The white noise of fashion is everywhere and fashion websites and publishers, ad agents and marketeers talk of traffic “super spikes” during show season. And, twice, increasingly three times yearly, consumers press play and scroll to see “what’s new” and (importantly for all brands) repost this “what’s new”. So how does a brand engage and be heard best (and most)? For Chanel and their mega-designer Karl Lagerfeld, it’s through the experiential. A show that’s a show but with an added extra.

The 84-year-old has consistently pioneered with new runway presentation formats using imaginative and expensive stagings. A gigantic space rocket metres high, a manifestation mirroring and moving on from the riots of Paris in ’68; a supermarket: a commentary on consumerism and “the real world”. To this morning’s show at the Grand Palais and a preview of Chanel’s Spring ’18 wares: a waterfall and Jumanji-style set complete with vines and trees and a river with wood and rope-handle bridge plus 45ft of running water.

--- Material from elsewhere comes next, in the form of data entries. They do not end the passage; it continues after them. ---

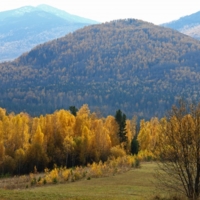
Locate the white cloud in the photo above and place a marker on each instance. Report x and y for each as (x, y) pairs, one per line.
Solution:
(156, 11)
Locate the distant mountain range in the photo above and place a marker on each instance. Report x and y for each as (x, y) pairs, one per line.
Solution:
(22, 29)
(131, 65)
(189, 25)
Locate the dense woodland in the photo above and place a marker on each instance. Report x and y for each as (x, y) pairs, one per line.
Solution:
(128, 64)
(23, 28)
(61, 138)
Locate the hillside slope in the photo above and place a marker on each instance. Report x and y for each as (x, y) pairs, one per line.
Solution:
(189, 25)
(22, 29)
(130, 65)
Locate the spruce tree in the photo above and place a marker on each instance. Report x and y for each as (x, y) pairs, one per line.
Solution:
(121, 120)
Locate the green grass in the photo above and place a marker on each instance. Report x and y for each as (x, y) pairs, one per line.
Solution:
(136, 184)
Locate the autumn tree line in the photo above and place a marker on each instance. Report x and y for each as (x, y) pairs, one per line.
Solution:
(78, 137)
(65, 138)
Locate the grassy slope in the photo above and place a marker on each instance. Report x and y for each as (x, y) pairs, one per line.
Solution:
(135, 184)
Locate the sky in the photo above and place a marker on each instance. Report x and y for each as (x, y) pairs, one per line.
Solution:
(155, 11)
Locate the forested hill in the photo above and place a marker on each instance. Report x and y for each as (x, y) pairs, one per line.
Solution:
(23, 28)
(189, 25)
(129, 64)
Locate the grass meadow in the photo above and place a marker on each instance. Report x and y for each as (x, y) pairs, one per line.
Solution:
(136, 184)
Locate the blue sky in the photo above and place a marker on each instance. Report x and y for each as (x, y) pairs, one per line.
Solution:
(155, 11)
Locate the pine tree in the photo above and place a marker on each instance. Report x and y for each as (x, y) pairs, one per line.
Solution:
(121, 120)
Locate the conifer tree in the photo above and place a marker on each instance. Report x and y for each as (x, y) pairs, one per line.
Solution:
(121, 120)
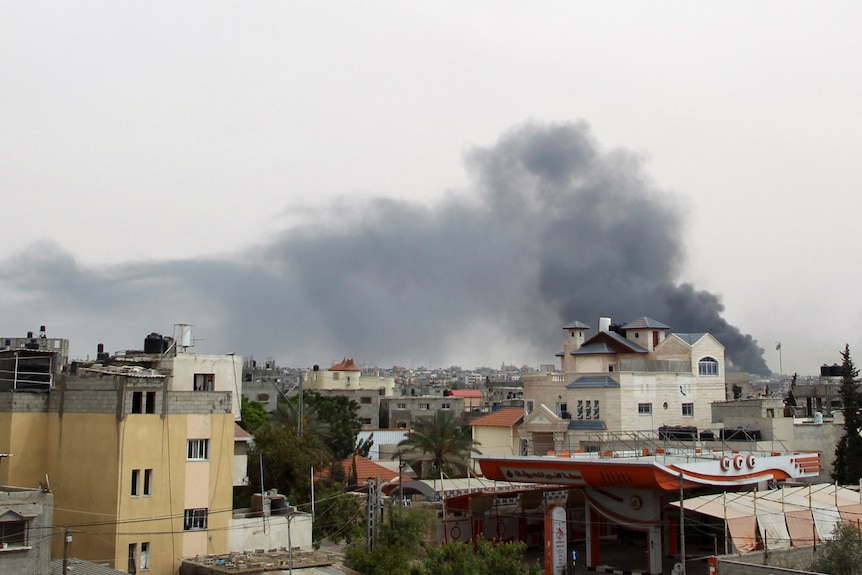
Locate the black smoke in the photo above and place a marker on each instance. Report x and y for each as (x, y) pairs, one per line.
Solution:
(554, 228)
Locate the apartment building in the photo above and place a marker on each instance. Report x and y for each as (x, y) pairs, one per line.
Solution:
(635, 376)
(137, 449)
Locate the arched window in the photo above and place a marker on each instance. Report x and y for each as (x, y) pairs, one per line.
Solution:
(707, 366)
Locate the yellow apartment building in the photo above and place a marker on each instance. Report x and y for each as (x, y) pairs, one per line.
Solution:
(137, 449)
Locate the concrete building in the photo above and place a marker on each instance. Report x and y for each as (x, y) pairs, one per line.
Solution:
(138, 450)
(347, 376)
(497, 432)
(634, 376)
(26, 529)
(402, 412)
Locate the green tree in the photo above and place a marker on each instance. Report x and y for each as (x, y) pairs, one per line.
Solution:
(847, 467)
(438, 444)
(341, 416)
(842, 555)
(339, 515)
(253, 414)
(287, 459)
(488, 558)
(397, 545)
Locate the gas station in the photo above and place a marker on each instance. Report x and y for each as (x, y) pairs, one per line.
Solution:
(589, 496)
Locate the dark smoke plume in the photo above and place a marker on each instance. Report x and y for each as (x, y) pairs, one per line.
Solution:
(554, 229)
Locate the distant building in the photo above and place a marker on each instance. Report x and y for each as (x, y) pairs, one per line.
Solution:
(497, 432)
(636, 376)
(402, 412)
(474, 402)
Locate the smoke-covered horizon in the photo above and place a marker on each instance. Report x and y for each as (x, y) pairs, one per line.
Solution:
(552, 228)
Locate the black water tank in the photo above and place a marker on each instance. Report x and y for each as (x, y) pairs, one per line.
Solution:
(155, 343)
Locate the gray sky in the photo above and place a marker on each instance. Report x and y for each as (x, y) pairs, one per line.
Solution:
(431, 183)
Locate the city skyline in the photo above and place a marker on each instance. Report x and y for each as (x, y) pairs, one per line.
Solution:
(438, 184)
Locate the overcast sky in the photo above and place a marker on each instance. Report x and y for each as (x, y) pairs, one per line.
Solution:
(432, 183)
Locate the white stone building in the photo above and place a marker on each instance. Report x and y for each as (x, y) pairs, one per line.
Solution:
(629, 377)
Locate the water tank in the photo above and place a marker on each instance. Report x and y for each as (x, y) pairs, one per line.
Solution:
(155, 343)
(184, 334)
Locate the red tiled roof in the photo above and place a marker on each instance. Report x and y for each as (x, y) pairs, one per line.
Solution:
(367, 469)
(466, 393)
(240, 434)
(345, 365)
(506, 417)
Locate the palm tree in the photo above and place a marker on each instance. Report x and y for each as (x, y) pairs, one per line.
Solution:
(442, 441)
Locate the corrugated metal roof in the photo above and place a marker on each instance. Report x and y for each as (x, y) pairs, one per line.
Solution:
(690, 338)
(645, 323)
(596, 344)
(367, 469)
(590, 424)
(466, 393)
(598, 347)
(593, 381)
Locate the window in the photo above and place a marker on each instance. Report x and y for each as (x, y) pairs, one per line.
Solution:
(707, 366)
(13, 533)
(139, 405)
(204, 382)
(133, 557)
(151, 402)
(195, 519)
(199, 449)
(148, 481)
(145, 555)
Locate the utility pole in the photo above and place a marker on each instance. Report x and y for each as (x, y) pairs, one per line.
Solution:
(67, 544)
(681, 524)
(374, 507)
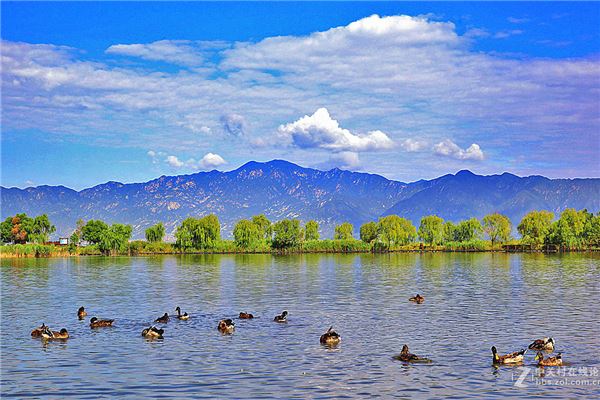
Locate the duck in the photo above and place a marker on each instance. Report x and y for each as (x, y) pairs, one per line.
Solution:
(163, 320)
(550, 361)
(512, 358)
(281, 318)
(542, 344)
(100, 323)
(330, 338)
(54, 335)
(226, 326)
(417, 299)
(37, 332)
(48, 334)
(407, 356)
(183, 317)
(153, 333)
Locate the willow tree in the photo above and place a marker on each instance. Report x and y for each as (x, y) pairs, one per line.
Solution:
(431, 229)
(394, 230)
(311, 230)
(343, 231)
(535, 226)
(155, 233)
(246, 233)
(497, 227)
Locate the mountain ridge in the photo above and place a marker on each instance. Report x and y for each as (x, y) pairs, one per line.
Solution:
(281, 189)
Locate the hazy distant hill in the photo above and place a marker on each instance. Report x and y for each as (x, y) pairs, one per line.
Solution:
(281, 189)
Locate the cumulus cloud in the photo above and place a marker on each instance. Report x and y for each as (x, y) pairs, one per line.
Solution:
(234, 124)
(450, 149)
(208, 161)
(507, 34)
(412, 145)
(211, 160)
(174, 162)
(397, 73)
(515, 20)
(180, 52)
(321, 131)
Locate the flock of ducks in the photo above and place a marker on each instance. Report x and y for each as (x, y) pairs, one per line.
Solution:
(330, 338)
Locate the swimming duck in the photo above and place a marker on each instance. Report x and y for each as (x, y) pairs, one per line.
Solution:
(81, 313)
(417, 299)
(54, 335)
(550, 361)
(226, 326)
(153, 333)
(330, 338)
(542, 344)
(47, 334)
(100, 323)
(512, 358)
(281, 318)
(407, 356)
(183, 317)
(37, 332)
(163, 320)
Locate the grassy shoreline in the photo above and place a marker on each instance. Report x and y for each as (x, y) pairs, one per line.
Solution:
(140, 248)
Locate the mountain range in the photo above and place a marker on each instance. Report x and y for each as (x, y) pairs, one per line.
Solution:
(281, 189)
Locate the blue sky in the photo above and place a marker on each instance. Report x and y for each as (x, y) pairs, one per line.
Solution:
(129, 91)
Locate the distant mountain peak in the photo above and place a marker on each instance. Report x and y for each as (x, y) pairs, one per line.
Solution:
(281, 189)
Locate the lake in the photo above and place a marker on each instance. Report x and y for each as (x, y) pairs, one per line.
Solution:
(473, 301)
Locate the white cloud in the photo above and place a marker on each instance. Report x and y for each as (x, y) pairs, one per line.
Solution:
(507, 34)
(181, 52)
(398, 74)
(321, 131)
(234, 124)
(174, 162)
(514, 20)
(450, 149)
(412, 145)
(211, 160)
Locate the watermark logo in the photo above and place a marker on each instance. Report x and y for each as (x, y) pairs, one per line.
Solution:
(556, 376)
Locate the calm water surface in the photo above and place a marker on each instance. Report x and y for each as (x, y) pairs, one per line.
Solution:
(473, 301)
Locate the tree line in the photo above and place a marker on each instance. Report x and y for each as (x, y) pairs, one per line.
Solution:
(572, 230)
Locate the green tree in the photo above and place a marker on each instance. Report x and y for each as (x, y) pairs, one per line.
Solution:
(6, 230)
(368, 232)
(17, 229)
(74, 242)
(264, 226)
(184, 237)
(568, 231)
(449, 232)
(155, 233)
(497, 227)
(92, 231)
(468, 230)
(343, 231)
(287, 234)
(41, 229)
(535, 226)
(394, 230)
(431, 229)
(115, 239)
(591, 230)
(311, 230)
(201, 233)
(246, 233)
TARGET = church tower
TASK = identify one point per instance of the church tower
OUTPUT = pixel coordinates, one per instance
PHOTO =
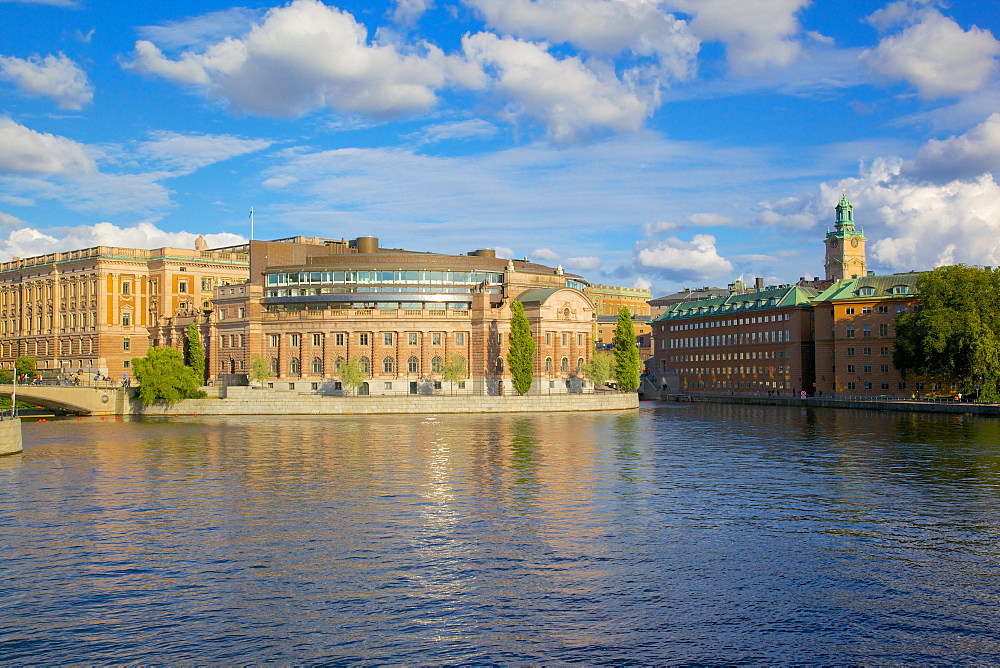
(845, 246)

Let’s call it a “safari in tweed” with see-through plastic raincoats and hats, “shoulder coats” and attachable hoods plus see-through and jewel toned bags and shoppers. One handbag had its own little protective raincoat. Bless. There were even Karl-signature clear plastic gloves. Plus oodles of dangly diamonds. Everywhere. Light as a feather dresses in abstracted tweed, bright and bold tweed, metallic tweed, iridescent tweed with shiny dangly bits; sparkly bright evening dresses and more tweed – a *light green* and *peach* tweed are asterisked for their brilliance.

So what and why – and a waterfall? Well, it was about sunlight and the incredible shifting refraction thereof all beamed on a beautiful collection of clothes and bags. Cue millions of reposts and re-grams around the world and experiential marketing at its very best.